Am 7. Februar hatten wir Hanna und Dieter Eckhardt zu Gast, die uns ihre Biographie von Meta Quarck-Hammerschlag vorstellten. Beide Autoren sind Mitglieder der AWO-Geschichtswerkstatt. Die bisher weitgehend unbekannte Frankfurter Frauenaktivistin und Politikerin begegnete ihnen durch ihre Beschäftigung mit der Historie der Arbeiterwohlfahrt. Ihre Biographie mit dem Titel „Ich bin radical bis auf die Knochen“ ist im Fachhochschulverlag Frankfurt am Main erschienen. Meta Quarck-Hammerschlag (1864–1954) war eine Vorkämpferin der Frauenbewegung und konnte 1919 als erste Frau in Deutschland in den Stadtrat einziehen. Sie war also nicht nur die erste Frankfurter Stadträtin, sondern die erste Stadträtin in Deutschland.

Als Höchster Unternehmertochter geboren, engagierte sie sich schon früh für die Belange der Arbeiterfrauen. Nachdem sie realisiert hatte, dass die Aktivitäten der bürgerlichen Frauenbewegung nicht weit genug in den Alltag der Arbeiterfrauen reichten, trat sie in die sozialdemokratische Partei ein. Mit ausgeprägtem politischen Gespür und ihrer Fähigkeit, andere mit ihrem Tatendrang anzustecken, hatte sie großen Anteil an der Gründung und dem Erfolg der Arbeiterwohlfahrt Frankfurt.
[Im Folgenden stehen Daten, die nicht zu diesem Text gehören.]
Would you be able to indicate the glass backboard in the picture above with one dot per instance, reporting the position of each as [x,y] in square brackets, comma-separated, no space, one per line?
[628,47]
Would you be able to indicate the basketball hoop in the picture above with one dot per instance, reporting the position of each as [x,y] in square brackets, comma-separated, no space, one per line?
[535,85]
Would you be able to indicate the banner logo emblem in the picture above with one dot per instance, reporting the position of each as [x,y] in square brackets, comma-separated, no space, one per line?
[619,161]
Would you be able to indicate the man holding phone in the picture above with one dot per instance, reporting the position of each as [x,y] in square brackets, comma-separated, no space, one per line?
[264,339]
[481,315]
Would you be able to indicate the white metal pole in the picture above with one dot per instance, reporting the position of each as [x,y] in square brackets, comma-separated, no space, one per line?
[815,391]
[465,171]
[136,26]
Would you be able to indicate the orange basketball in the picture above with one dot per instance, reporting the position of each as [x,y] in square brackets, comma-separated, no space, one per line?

Später trat sie der abolitionistischen Bewegung bei, die forderte, dass Prostituierte nicht bestraft werden sollten.

Als die Nationalsozialisten 1933 den Stadtrat Frankfurts auflösten, ging sie in die innere Emigration, kehrte aber nach dem Krieg in das politische Leben zurück. Meta Quarck-Hammerschlag erhielt 1952 das Bundesverdienstkreuz am Bande. Ihr Grab liegt auf dem Frankfurter Hauptfriedhof, im Historischen Museum Frankfurt ist ein Porträt von ihr zu besichtigen.